Now, as dumb as the set-up is to where the two men trade places, some of the courtroom scenes were quite funny and enjoyable, largely due to 1) the funny dialogue in court by Rietti, 2) Rietti bringing in people to help who were grossly inexperienced (the nutritional "expert" (Jennifer Coolage) was very flakey, and the "doctor" looked like he was still in highschool). 3) Rietti's flawed theory of sugar leading the defendant (Rip Torn) to be incapable of being able to tell right from wrong (Neither Rietti or Coolage understood the chemical structured differences between sugar and cocaine (Prosecutor Stien explains the differences in atom structure between the two, and Coolage's response is "well, how big is an atom?", then Stien tells her (sarcastically) "you must be brilliant in other ways too, can you also bend spoons?")). Then, 4) there was the humorous ways of Tuttle trying to quietly lead Rietti to say the right things in the courtroom (lots of funny "objection!" "sustained" "overrulled" lines), him first showing flashcards, and eventually Tuttle getting thrown out of the courthouse because he fell through the ceiling from an overhead duct pipe, quite funny. 5) Austin Peddleton as the judge was quite amusing too. I remember him playing a similar type of character in 1980s movie "Short circuit" as a scientist. Both of his roles, here and in "Short circuit", he plays a short tempered yet goofy character. 6) Rip Torn as the defendant, he was obviously a guilty character, yet insistant on trying to right every wrong he has done in his years of being a fraudulent salesman (selling customers pennys for $17, but saying that they're valuable copper engraving of Lincoln (how he was able to fool his customers until after he had their money, the movie didn't explain). Rip does give a sentimental yet funny speech on the stand near the end of the movie.

A couple other dumb bits (besides Tuttle not being able to go to court to request a continuance because of him drunkenly interfering with fighting hoodlums and then taking a whole bottle of Percesets) were Rietti's overly desperate attempts to make the moves on Stien, first in the bar on Tuttle's bachelor party night, then in Stien's office (i.e. Rietti putting his hand on Stien's shoulder, Stien not liking it, and Rietti replying by saying that he doesn't like the barrier between them on human contact), Rietti really didn't understand the rules of appropriate behavior between a lawyer and prosecuting attorney, let alone between a man and woman (and that was besides the fact that he was impostering an attorney, a felony to do that in the courtroom during a trial). I also didn't care for the part where Tuttle was sitting in his car outside the courthouse communicating via walky talkies, and Tuttle was supposed to honk out the correct signals so Rietti would know when to object in court. But then he makes another one of his several stupid moves in this movie, he just gets up and walks away from all of it just because he sees Theron pull up. Never mind how much he was freaking out throughout the movie til then on getting through this trial. Suddenly in that moment, it meant nothing to him?
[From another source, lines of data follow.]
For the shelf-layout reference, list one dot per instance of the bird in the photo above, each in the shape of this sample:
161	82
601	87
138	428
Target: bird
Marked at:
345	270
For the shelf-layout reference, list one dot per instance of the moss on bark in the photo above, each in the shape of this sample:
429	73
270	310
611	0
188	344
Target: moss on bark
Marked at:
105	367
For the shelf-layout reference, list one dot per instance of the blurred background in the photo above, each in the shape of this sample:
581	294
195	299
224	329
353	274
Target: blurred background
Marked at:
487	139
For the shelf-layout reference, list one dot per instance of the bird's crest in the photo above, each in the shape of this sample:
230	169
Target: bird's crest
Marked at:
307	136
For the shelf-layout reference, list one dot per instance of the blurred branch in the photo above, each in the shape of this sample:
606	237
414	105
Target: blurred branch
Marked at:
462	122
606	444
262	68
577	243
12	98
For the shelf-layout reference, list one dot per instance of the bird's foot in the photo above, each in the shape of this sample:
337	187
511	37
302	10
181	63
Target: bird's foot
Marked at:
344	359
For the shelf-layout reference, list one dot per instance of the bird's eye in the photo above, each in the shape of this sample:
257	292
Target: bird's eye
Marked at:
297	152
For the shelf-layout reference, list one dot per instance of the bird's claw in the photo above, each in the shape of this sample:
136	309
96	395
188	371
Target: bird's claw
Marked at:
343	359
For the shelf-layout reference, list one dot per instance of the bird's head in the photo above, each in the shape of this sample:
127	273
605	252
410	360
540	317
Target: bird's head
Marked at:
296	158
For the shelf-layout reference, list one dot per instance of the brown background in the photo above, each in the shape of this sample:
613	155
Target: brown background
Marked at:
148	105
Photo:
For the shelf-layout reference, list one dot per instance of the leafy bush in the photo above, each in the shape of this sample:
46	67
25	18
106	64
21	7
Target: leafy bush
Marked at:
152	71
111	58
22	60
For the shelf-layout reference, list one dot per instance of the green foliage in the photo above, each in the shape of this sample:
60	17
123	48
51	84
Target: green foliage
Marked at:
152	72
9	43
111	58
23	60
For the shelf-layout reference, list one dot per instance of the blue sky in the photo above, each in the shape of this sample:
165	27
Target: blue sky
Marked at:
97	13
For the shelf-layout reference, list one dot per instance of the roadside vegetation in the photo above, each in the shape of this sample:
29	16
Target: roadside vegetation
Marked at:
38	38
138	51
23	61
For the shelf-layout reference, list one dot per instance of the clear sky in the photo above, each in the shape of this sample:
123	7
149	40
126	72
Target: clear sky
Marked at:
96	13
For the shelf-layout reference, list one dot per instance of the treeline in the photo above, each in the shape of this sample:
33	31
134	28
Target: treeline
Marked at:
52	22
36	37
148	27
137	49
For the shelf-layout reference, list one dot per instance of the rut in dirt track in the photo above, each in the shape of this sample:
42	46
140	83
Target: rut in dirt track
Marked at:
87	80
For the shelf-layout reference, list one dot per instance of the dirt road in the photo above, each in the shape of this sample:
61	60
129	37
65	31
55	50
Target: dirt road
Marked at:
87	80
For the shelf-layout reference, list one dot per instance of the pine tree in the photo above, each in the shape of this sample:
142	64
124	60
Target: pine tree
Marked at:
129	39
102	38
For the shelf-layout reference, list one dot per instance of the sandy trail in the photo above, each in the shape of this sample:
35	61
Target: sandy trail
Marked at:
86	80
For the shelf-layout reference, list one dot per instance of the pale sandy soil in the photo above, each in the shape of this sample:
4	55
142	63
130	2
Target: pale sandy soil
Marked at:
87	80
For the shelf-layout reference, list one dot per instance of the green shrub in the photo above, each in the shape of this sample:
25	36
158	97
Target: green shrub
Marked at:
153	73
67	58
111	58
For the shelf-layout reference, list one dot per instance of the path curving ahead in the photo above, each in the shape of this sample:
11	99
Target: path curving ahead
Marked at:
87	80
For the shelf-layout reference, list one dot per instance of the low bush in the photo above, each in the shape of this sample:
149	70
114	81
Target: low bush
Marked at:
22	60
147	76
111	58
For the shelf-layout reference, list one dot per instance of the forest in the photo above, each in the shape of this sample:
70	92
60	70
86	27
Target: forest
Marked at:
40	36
And the third stupid move he made was a little earlier in the courtroom when he suddenly jumps up yelling hysterically "I object!!! I object!!!", getting him thrown out of there. It doesn't make sense, he knew that they all thought he wasn't a lawyer and that he couldn't object, and he knew that even a lawyer can't just start screaming hysterically in a courtroom. It was just dumb.

I did though like a few of the romantic scenes between him and Theron, and am glad that he ended up choosing her over Alexandra and her snobbery.

Anyway, a funny movie in many parts, a few dumb parts, I give this a 7.